• Patent Ductus Arteriosus

    Patent Ductus Arteriosus

    Transcatheter closure of patent ductus arteriosus: Transcatheter closure has proven to be an excellent treatment option for children with patent ductus arteriosus. First reported in 1967, this procedure is done in the heart catheterization laboratory with conscious sedation and avoids the need for surgery. (rollover to compare with normal), What Is It? A Ductus Arteriosus is a fetal vessel necessary to support the fetal circulation while in utero. This vessel sometimes.

    1. Patent Ductus Arteriosus Pathophysiology
    2. Patent Ductus Arteriosus Surgery

    What is patent ductus arteriosus? Patent ductus arteriosus (PDA) occurs when a blood vessel that is normal while a baby in the womb fails to close after the baby is born.

    The cause of the problem is not known and it affects one in 2000 babies that are born each year. It is more common in girls and much more common in premature infants.

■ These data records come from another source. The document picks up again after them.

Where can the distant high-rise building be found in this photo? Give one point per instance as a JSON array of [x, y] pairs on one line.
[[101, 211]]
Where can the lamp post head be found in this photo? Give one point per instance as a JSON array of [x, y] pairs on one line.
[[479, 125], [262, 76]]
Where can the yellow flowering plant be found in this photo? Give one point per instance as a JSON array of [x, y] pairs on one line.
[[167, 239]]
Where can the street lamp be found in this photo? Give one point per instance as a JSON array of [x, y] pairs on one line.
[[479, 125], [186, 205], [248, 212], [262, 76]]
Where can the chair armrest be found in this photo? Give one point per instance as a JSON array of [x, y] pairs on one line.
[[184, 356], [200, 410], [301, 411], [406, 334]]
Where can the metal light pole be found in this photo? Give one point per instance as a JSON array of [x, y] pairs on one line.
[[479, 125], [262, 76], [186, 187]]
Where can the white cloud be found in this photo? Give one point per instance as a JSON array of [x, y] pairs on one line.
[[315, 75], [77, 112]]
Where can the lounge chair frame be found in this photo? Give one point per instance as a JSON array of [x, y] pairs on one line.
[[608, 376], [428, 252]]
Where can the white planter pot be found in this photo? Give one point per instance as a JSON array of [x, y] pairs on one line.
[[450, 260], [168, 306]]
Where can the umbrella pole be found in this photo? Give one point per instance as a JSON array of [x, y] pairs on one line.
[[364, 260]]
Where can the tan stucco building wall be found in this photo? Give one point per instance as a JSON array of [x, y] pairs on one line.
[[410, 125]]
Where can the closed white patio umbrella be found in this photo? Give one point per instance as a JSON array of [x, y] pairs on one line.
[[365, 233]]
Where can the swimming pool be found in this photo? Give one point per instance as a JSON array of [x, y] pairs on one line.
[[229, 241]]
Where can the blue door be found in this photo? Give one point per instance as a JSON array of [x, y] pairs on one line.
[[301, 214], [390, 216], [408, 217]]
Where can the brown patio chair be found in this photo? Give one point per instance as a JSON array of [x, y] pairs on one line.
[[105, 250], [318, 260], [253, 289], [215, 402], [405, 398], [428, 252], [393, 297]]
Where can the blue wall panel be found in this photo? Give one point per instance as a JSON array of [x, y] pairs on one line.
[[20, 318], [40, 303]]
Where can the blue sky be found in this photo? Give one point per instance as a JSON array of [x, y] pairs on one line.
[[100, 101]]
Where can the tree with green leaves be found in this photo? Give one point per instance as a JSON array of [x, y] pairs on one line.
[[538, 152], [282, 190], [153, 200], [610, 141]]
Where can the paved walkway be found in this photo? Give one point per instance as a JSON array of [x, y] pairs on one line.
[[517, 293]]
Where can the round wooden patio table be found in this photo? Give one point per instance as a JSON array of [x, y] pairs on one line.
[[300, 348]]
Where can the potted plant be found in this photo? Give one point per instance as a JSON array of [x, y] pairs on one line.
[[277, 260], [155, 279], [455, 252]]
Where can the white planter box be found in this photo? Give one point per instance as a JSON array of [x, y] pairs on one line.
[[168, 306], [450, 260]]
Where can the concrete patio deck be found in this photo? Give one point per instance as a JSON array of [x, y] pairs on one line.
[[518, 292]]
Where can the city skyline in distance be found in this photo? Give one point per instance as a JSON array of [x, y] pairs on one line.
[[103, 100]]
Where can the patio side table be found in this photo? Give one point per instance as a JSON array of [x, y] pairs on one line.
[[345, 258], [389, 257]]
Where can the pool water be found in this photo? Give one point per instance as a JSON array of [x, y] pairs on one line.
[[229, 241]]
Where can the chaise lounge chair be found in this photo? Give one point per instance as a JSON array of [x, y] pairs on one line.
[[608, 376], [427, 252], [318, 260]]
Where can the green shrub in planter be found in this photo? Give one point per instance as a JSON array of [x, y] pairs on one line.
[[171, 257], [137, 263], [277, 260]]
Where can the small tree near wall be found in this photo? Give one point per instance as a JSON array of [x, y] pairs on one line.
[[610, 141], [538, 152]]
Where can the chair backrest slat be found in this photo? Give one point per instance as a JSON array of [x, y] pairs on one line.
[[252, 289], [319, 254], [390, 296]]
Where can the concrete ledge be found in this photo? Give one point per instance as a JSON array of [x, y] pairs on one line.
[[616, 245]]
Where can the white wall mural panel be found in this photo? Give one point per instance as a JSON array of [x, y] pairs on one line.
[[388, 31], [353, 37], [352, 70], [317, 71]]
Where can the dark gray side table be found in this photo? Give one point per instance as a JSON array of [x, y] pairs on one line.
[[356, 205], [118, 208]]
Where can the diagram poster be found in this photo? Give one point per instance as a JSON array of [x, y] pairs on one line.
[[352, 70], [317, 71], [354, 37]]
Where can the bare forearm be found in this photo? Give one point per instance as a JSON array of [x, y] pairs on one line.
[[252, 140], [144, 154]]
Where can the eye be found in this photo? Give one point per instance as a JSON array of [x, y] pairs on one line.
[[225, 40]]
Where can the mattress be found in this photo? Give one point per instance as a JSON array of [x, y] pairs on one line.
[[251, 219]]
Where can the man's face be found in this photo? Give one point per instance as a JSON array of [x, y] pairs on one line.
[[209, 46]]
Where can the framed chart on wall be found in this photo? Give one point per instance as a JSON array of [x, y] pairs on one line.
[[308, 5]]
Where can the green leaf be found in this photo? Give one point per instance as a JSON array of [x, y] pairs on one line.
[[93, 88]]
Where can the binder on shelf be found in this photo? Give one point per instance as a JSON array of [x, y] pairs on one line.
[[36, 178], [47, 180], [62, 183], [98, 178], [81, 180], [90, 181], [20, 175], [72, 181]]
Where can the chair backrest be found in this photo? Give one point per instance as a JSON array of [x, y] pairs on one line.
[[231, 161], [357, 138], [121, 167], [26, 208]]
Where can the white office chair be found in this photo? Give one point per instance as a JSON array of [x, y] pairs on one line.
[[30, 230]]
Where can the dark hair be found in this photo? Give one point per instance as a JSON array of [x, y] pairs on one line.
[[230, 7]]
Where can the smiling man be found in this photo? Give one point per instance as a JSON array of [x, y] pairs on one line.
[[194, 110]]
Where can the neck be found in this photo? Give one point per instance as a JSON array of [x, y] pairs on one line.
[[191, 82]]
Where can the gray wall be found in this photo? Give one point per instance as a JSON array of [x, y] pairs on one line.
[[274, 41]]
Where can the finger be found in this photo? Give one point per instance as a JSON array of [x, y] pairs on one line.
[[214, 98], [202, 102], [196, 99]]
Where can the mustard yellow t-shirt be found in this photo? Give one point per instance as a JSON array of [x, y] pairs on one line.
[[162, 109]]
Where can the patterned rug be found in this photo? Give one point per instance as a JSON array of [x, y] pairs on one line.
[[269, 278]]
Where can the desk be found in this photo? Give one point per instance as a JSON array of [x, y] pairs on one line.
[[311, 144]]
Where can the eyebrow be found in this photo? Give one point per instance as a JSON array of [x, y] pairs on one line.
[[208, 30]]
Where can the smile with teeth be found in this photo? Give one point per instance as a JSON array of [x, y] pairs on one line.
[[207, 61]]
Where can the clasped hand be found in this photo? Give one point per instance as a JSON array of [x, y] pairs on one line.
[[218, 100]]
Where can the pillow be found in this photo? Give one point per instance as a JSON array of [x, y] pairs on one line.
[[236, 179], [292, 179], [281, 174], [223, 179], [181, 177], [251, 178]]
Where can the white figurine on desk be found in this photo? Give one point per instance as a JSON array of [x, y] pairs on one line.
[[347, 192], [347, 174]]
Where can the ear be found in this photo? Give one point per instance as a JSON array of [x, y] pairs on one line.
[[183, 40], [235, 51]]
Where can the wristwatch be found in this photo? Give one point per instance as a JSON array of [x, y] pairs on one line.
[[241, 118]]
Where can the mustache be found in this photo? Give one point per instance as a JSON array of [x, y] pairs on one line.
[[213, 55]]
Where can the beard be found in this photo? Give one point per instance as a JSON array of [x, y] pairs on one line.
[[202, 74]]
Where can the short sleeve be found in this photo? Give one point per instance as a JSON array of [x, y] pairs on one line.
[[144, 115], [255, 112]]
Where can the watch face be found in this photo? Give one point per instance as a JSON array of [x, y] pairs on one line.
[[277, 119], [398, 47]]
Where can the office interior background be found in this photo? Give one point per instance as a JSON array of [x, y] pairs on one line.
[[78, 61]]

    It may occur in children with otherwise normal hearts and occurs commonly in association with complex heart defects such as hypoplastic left heart syndrome, transposition of the great arteries, coarctation of the aorta, and pulmonary atresia. Dispositivo pci driver for mac download. The information on this page applies primarily to patients with patent ductus arteriosus and otherwise normal hearts. While a baby is in the womb, the mother provides oxygen and the baby's lungs are filled with fluid. Blood flow during this time bypasses the lungs through a blood vessel that connects the pulmonary artery (1) with the aorta (2). This blood vessel is called the ductus arteriosus (3). When it remains open after birth it is called a patent ductus arteriosus. In most babies it remains open for a short period of time after birth but 90% will be closed by 8 weeks of age.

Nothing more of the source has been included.